MUCHAS veces decimos que somos «animales de costumbre» y no deja de ser cierto, pues nos empecinamos en hacer siempre las mismas cosas, incluso sin saber porqué las hacemos así. Ese hábito o modo habitual de hacer o proceder, puede estar establecido por la tradición, es decir, de una forma justificada por el respeto al pasado, o simplemente sin intención alguna. Pero no siempre la costumbre es buena. Puede ser sencillamente tonta. Recuerdo que en la Plaza de Oriente, por fuera del Palacio Nacional, hubo durante meses un banco en el que se prohibía sentarse. Todos podían ocuparse, menos aquel, si uno no quería que enseguida se acercara un soldado de la guardia del referido palacio a llamarle la atención. Nadie sabía el porqué de aquella prohibición, el motivo de que el mencionado banco estuviera libre de ser ocupado por las posaderas de quienes por allí pasaban y se sentían cansados. Hasta que un día el que intentó sentarse fue un coronel ya en situación de retiro y al que también la guardia del palacio hizo levantar. Pero este coronel no se rindió y quiso investigar el porqué de que aquel banco estuviera fuera de servicio. El oficial de guardia no sabía sino que, al efectuarse el relevo, una de las consignas era no permitir a nadie que ocupara el tantas veces mencionado asiento. Profundizando el coronel y llegando a la fecha en que se inició la mencionada costumbre, se llegó a conocimiento de que en una ocasión se pintaron tales bancos, permitiéndose después que la gente se sentara en todos menos en aquel que todavía no se había secado. Se dio la consigna en su día a la guardia, pero nadie se ocupó después de retirar la orden, y la misma seguía.
La costumbre, como la tradición, no siempre son buenas. Los caníbales tienen por tradición o por costumbre comer carne humana, y eso, como comprenderán, no es bueno, sobre todo para los misioneros. También ha sido siempre una tradición en un pueblo de la Castilla profunda arrojar una cabra desde el campanario de la iglesia en las fiestas del Santo Patrón, para divertimiento del personal, y sin embargo tenemos que reconocer que es un caso de salvajismo. Ahora parece ser que le ponen al mamífero rumiante una lona, como a los equilibristas en el circo, para que no se haga daño y en alguna ocasión han llevado hasta a los bomberos, lo que ya es más civilizado.
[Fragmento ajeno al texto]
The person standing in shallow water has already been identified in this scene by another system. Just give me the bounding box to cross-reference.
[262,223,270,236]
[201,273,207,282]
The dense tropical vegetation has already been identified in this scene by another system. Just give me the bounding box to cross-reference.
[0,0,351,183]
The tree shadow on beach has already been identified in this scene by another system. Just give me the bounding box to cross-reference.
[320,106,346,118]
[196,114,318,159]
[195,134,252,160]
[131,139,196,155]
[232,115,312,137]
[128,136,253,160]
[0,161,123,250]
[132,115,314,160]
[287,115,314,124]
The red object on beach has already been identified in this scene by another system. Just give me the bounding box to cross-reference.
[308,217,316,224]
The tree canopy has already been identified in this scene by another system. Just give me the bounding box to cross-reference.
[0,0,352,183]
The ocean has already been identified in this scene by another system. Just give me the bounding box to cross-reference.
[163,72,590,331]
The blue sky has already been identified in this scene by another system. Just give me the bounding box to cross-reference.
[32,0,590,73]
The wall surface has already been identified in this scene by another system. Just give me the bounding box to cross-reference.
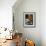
[13,0,41,46]
[0,0,17,38]
[0,0,16,29]
[40,0,46,46]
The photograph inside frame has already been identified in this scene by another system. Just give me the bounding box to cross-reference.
[25,13,33,25]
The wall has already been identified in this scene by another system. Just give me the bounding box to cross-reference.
[13,0,41,46]
[0,0,17,39]
[0,0,16,30]
[40,0,46,46]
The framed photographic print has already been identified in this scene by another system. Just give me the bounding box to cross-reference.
[23,12,36,28]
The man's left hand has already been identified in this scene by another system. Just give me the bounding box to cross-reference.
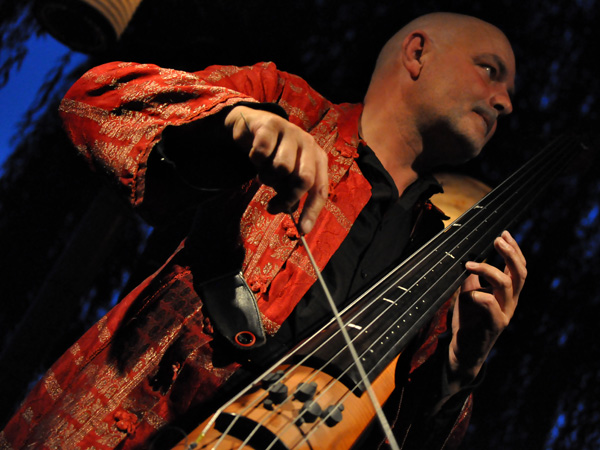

Hay que huir de algunas costumbres y sobre todo de algunas repeticiones que resultan tontorronas. Los periodistas imberbes o novatos suelen hacer siempre las mismas preguntas, reiterándose hasta la saciedad. ¿Qué libro, por ejemplo, salvaría usted si supiera que se estaba quemando la Biblioteca Nacional? A Chesterton le preguntó un día uno de estos bisoños interviuvadores:
- ¿Cuál es el libro más vendido?
- A juzgar, contestó el filósofo inglés, por el dinero que me liquida el editor, ninguno de los míos.
Insistió el joven periodista en sus manidas preguntas y le dijo.
- Si le condenaran a usted a vivir en una isla desierta, de todos los libros de su biblioteca, ¿cuál se llevaría sin contemplaciones antes que los demás?
- Sin dudarlo, contestó Chesterton, un manual de construcción de embarcaciones.